4. Ask questions: Sometimes, it’s easy to get so wrapped up in whether you’re making a good impression that you forget to engage the person across the table. “Someone who asks questions is seen as interesting and attractive on first dates,” says Terri Orbuch, relationship advisor and author of 5 Simple Steps to Take Your Marriage from Good to Great. But like a friendly game of badminton, it should be an easy, back-and-forth volley; if your date starts spiking the shuttlecock, maybe pass on dessert.

5. Don’t talk about your ex:
“No one wants to wonder whether their new partner is still smitten with his or her ex, or whether they, too, will end up on the receiving end of a mouthful of hatred,” says Morgan. So check your breakup baggage along with your coat, and instead spend the first few dates explaining your issues with your mother. Just kidding. Relax and simply try to get a decent picture of who your date is.

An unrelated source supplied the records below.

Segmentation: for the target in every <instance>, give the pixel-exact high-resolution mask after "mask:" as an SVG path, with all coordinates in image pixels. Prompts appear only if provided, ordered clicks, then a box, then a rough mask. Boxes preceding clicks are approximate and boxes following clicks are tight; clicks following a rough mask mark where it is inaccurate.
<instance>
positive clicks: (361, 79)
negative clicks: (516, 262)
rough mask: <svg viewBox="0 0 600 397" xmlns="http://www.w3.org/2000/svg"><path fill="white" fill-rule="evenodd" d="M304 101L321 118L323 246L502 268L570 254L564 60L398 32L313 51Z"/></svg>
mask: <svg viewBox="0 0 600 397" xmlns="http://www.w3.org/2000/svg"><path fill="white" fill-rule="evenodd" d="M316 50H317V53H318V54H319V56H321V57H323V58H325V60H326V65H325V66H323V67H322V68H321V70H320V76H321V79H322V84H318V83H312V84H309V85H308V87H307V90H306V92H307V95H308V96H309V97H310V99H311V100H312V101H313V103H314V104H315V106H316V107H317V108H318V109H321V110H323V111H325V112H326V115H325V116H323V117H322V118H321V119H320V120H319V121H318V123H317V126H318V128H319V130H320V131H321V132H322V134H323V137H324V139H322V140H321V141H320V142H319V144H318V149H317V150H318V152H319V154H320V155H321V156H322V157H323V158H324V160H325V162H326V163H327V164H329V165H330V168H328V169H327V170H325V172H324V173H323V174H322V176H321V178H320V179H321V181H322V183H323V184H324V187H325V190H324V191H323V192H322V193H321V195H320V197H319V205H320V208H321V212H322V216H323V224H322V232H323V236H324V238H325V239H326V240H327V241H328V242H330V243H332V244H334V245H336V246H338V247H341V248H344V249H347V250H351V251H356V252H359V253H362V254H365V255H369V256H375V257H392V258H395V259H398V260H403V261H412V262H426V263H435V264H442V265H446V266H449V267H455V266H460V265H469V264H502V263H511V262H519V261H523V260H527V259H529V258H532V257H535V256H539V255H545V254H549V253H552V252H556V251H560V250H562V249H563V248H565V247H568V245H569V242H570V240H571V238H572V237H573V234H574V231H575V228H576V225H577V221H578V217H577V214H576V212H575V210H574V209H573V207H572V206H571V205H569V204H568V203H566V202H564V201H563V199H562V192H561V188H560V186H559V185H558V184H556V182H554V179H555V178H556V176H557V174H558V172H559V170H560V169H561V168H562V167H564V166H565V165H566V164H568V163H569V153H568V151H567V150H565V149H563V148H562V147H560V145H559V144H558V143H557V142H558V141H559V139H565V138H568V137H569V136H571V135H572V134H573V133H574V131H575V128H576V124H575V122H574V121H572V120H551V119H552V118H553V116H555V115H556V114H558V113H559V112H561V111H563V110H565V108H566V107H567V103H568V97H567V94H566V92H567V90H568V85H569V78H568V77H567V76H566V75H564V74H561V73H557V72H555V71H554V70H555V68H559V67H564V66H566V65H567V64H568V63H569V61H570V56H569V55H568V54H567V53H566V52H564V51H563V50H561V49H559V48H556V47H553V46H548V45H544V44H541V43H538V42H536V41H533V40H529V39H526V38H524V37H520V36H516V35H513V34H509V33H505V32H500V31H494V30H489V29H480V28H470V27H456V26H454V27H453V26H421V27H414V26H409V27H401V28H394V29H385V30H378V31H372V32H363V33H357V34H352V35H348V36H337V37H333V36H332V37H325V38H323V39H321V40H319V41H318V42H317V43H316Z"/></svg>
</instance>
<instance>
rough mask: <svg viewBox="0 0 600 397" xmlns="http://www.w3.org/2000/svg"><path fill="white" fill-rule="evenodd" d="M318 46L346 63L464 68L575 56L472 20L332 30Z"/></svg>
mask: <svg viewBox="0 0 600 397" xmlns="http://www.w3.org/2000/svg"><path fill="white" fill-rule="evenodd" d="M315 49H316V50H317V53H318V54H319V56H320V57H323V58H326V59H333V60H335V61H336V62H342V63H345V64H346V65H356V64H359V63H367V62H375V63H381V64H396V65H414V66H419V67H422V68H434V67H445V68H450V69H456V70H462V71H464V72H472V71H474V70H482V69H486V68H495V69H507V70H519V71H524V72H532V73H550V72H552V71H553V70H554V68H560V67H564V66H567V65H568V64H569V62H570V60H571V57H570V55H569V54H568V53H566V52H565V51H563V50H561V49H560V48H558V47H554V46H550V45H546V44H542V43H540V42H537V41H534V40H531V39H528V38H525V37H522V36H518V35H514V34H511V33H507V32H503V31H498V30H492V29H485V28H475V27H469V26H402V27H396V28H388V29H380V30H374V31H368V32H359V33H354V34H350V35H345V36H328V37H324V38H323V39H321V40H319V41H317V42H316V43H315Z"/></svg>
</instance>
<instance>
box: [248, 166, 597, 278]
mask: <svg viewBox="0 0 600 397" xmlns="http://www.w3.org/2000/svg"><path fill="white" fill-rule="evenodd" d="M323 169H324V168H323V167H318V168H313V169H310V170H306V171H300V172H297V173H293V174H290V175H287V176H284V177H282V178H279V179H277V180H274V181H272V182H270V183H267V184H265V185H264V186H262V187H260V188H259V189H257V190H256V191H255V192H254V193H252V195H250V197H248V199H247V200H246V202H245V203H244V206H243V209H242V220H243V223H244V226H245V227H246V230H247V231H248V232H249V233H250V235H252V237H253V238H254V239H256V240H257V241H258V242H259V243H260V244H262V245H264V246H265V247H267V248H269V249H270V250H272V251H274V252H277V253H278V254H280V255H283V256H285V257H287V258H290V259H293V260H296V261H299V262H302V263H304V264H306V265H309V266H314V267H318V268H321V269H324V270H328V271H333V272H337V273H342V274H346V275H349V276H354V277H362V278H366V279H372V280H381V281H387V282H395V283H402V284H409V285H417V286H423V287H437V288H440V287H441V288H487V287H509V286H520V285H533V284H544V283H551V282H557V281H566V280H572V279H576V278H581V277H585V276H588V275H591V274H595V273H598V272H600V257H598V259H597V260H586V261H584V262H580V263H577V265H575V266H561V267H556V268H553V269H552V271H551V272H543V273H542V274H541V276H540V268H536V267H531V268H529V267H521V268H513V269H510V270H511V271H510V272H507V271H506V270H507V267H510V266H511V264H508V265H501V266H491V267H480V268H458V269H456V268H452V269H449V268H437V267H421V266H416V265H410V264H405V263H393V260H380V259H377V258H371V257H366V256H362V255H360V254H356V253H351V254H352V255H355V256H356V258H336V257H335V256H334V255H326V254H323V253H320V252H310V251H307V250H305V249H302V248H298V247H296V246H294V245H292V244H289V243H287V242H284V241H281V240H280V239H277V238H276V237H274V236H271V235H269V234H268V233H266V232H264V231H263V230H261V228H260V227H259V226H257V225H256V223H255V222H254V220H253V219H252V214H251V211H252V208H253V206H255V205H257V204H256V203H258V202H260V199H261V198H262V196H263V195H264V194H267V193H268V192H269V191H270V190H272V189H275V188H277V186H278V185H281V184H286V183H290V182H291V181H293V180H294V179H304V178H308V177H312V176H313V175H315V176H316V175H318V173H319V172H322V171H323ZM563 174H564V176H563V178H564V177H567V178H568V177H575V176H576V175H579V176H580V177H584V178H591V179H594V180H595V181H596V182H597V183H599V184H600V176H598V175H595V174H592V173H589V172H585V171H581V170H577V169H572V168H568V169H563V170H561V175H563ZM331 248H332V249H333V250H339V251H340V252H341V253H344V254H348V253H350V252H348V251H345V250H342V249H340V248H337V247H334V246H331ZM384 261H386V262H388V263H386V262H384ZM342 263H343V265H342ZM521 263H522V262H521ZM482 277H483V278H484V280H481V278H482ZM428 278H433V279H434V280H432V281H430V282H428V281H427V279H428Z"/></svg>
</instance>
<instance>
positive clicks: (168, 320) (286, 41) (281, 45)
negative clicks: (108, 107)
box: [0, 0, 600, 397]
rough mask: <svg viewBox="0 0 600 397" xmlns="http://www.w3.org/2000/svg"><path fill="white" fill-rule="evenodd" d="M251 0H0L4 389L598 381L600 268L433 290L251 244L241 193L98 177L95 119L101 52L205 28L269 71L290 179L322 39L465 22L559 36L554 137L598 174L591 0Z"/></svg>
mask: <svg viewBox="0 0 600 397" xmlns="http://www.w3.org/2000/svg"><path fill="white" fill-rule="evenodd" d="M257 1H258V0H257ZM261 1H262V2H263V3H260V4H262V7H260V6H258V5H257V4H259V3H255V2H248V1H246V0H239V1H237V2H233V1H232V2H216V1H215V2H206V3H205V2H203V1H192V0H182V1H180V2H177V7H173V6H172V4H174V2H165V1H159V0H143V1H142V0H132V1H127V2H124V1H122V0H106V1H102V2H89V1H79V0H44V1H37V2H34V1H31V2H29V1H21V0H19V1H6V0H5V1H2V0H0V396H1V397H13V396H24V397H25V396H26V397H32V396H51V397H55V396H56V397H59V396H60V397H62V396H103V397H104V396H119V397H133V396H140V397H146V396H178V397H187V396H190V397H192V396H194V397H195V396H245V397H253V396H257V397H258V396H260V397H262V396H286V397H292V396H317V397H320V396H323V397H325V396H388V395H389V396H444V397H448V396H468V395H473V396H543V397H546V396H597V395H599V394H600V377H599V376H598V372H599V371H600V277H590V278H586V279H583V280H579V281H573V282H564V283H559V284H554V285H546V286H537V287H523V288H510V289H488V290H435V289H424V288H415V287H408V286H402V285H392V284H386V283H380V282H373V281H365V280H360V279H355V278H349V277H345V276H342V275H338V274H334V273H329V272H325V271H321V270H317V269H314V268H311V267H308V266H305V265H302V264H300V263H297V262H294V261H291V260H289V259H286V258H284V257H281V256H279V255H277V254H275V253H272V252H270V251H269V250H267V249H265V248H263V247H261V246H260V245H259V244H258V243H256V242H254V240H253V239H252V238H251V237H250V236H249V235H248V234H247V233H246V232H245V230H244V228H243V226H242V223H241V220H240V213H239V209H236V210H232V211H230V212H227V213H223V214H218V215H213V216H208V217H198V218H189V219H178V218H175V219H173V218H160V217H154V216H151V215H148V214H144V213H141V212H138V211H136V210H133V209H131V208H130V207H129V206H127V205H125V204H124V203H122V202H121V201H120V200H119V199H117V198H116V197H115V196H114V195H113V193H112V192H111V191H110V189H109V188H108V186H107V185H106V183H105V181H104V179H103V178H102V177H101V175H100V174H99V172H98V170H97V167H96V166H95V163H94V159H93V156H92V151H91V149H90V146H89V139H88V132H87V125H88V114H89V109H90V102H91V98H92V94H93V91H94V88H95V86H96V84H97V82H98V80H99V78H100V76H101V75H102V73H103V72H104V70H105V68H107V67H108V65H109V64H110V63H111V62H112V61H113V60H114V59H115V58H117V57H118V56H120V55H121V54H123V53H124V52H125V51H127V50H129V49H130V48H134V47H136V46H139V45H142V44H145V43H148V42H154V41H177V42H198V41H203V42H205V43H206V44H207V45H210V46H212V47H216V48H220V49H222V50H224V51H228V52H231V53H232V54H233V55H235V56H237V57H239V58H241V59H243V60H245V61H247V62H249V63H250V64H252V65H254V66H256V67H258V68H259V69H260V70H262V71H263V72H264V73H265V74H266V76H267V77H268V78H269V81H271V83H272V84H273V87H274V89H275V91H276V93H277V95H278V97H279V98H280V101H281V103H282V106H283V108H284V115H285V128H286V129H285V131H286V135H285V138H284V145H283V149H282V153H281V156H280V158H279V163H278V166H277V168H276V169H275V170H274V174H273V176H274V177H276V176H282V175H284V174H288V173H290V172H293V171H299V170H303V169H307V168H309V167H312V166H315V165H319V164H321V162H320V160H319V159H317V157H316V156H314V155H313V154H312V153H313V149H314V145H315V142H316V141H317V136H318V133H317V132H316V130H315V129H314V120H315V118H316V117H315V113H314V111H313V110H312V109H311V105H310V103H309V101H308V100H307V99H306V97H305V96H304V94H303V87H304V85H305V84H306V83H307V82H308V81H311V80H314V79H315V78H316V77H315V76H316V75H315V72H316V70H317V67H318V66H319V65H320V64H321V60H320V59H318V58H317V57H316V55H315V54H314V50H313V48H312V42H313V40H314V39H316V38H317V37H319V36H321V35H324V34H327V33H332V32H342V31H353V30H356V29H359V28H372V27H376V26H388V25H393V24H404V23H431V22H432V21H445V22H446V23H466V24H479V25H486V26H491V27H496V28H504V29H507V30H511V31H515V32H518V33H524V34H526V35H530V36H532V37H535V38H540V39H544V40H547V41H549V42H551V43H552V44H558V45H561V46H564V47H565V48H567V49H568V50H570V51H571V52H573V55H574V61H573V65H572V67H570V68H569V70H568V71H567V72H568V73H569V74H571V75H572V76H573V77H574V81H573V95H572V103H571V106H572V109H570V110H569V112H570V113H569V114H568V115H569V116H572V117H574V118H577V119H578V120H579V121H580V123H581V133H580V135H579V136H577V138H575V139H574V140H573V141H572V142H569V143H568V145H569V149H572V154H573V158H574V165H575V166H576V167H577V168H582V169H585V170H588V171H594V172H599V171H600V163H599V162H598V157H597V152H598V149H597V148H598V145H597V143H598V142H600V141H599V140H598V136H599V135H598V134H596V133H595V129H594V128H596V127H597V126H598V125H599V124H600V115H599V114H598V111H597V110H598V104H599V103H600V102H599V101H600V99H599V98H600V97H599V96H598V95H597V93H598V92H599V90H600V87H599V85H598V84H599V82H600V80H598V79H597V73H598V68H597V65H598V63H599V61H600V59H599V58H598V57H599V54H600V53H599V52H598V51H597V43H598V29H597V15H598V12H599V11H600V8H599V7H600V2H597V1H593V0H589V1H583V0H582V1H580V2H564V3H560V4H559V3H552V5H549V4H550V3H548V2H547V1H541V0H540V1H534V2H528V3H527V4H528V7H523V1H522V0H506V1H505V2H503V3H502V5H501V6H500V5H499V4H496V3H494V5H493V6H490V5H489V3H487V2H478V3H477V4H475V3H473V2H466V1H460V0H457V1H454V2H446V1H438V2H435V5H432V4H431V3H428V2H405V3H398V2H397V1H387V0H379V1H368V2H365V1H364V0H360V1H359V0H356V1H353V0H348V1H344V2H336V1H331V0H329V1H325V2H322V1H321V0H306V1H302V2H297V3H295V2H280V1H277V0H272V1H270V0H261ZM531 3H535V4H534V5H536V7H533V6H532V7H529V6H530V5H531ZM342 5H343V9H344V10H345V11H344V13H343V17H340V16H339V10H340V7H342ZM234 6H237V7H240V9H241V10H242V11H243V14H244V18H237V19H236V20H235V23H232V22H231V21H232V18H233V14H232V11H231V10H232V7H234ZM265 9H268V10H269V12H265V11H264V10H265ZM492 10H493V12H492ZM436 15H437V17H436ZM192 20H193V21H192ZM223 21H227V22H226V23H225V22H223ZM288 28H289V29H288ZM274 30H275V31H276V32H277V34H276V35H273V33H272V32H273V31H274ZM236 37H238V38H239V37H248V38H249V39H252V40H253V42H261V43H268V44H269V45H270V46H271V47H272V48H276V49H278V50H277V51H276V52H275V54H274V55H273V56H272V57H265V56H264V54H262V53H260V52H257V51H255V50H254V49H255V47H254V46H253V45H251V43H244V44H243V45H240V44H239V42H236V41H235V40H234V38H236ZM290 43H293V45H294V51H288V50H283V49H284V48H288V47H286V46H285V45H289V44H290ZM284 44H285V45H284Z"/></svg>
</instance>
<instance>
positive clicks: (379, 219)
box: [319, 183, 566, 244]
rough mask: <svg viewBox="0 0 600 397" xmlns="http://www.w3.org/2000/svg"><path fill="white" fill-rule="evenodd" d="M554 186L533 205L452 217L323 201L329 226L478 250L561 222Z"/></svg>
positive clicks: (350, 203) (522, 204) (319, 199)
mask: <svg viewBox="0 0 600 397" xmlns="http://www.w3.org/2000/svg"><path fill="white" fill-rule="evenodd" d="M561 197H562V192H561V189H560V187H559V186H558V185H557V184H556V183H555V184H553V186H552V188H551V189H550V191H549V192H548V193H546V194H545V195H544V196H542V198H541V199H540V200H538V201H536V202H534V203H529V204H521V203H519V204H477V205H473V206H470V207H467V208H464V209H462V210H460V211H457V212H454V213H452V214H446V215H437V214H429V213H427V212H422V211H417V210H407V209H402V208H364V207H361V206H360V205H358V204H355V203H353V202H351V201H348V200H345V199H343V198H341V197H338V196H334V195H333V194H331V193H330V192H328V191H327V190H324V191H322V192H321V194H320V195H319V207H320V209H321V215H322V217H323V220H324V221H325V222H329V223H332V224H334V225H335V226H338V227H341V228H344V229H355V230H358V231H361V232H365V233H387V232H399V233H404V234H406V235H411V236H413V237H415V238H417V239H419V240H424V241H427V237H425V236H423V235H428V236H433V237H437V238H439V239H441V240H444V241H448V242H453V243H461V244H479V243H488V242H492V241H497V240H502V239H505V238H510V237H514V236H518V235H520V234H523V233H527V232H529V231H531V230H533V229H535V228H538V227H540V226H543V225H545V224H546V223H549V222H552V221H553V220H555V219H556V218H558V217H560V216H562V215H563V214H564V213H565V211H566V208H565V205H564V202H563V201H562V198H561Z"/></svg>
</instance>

6. Be who you are: We’ve had it drilled into our heads that playing hard to get is the way to land Mr. Right—or, at least, Mr. Refuses to Meet My Friends Even Though We’ve Been Dating for Six Months. “But by acting hard-to-get, when in fact what you truly crave is closeness, consistency and stability, you stand a good chance of attracting the exact person who is least likely to make you happy—someone who prefers to keep you at arms length,” say Rachel Heller and Dr. Amir Levine, authors of Attached.

7. Give the dude a chance:
A lot of ladies have lists of the qualities they want in a mate, either tucked away in some corner of their brain or perhaps drunkenly scrawled on a cocktail napkin after too many fingers of bourbon. But Spiwak says such lists can be unrealistic and limiting. “Don’t get too hung up on your list,” she advises. “Chemistry’s unpredictable, so you might find it where you least expect it.”

8. Look for similarities: The attraction of opposites is a common dating mantra—not to mention the basis of an excellent pop song by Paula Abdul—but that doesn’t mean it’s true. “It is very common to be attracted to the wrong type of person,” says Orbuch, “[and] typically this happens because you are fascinated with people who aren’t like you.” But studies surrounding relationship longevity indicate that you’re more likely to be happy with someone who shares your values and attitudes.

9. Don’t give in to bananas behaviour: “It’s easy to fall into the trap of being fascinated by emotionally unavailable men, while viewing the available, nice guys as boring,” says Heller. Levine and Heller caution ladies to remember that the best relationships are ones that make you feel secure and cherished, not constantly rejected and emotionally plundered.

10. Keep your chin up: After enough rides on the carousel of dating disappointments, it can be easy to develop a bad attitude. “Don’t let a bad date get you down,” says Spiwak. “Instead, see if you can learn from it, then move on.” Try to have fun and open yourself to meeting someone new—even if he or she is not the person of your dreams, they might have a younger, cuter sibling who is.